Ashley Sheridan schrieb:
On Tue, 2010-03-02 at 01:56 -0800, Maciej Stachowiak wrote:
On Mar 2, 2010, at 1:41 AM, Maciej Stachowiak wrote:

> 2) I do not believe the proposed rule is a good default for either > documents or applications. It looks ugly. I randomly checked 10 of > the sites I browse most often and I could not find a single one that > explicitly added this rule for the browsers that don't have it. > What's more, I could not find a single one that retained it for > images. This rule is just a vestigial artifact that Web developers > have to work around.

I partially take it back, news.google.com and images.google.com deliberately add blue borders to image links. However they do not use a default border (it's 1px instead of 2px for one thing).

  - Maciej


I agree with David Baron on this.
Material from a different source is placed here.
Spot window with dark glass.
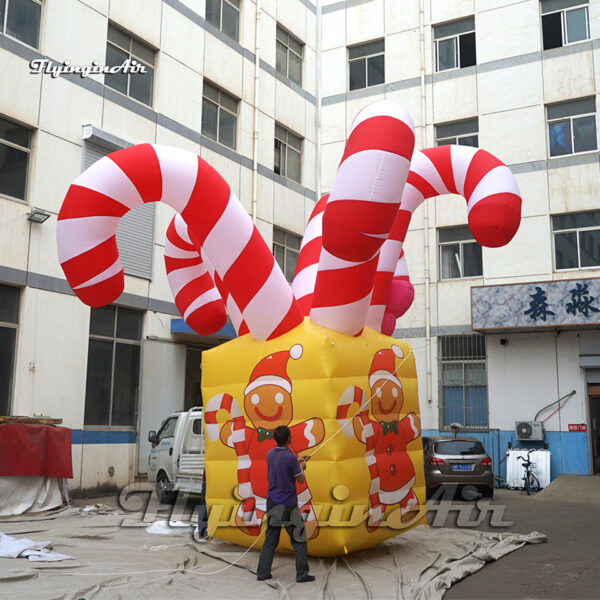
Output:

The majority of browsers render images within links as having a border (which is the image highlight equivalent of a text underline when you think about it in context). Having some default expected behavior would be nice to see in a spec, even if the majority of websites actually override it. Having it in a spec will remain consistent with the older browser implementations, and may serve as a guideline as to exactly what should be expected.

Besides, like you say Maciej, most website devs override this rule anyway, so it won't actually break anything, it would just clarify what is already happening.

I assume that it would be desirable for a specified default to reflect the most common case, unless there are serious BC issues. The most common case seems to be images without borders.

I apologize for the case this is a stupid suggestion: Could the spec say that the default for HTML5 is no border, but UAs are encouraged to render linked images in documents with pre-HTML5 or no doctypes with a border?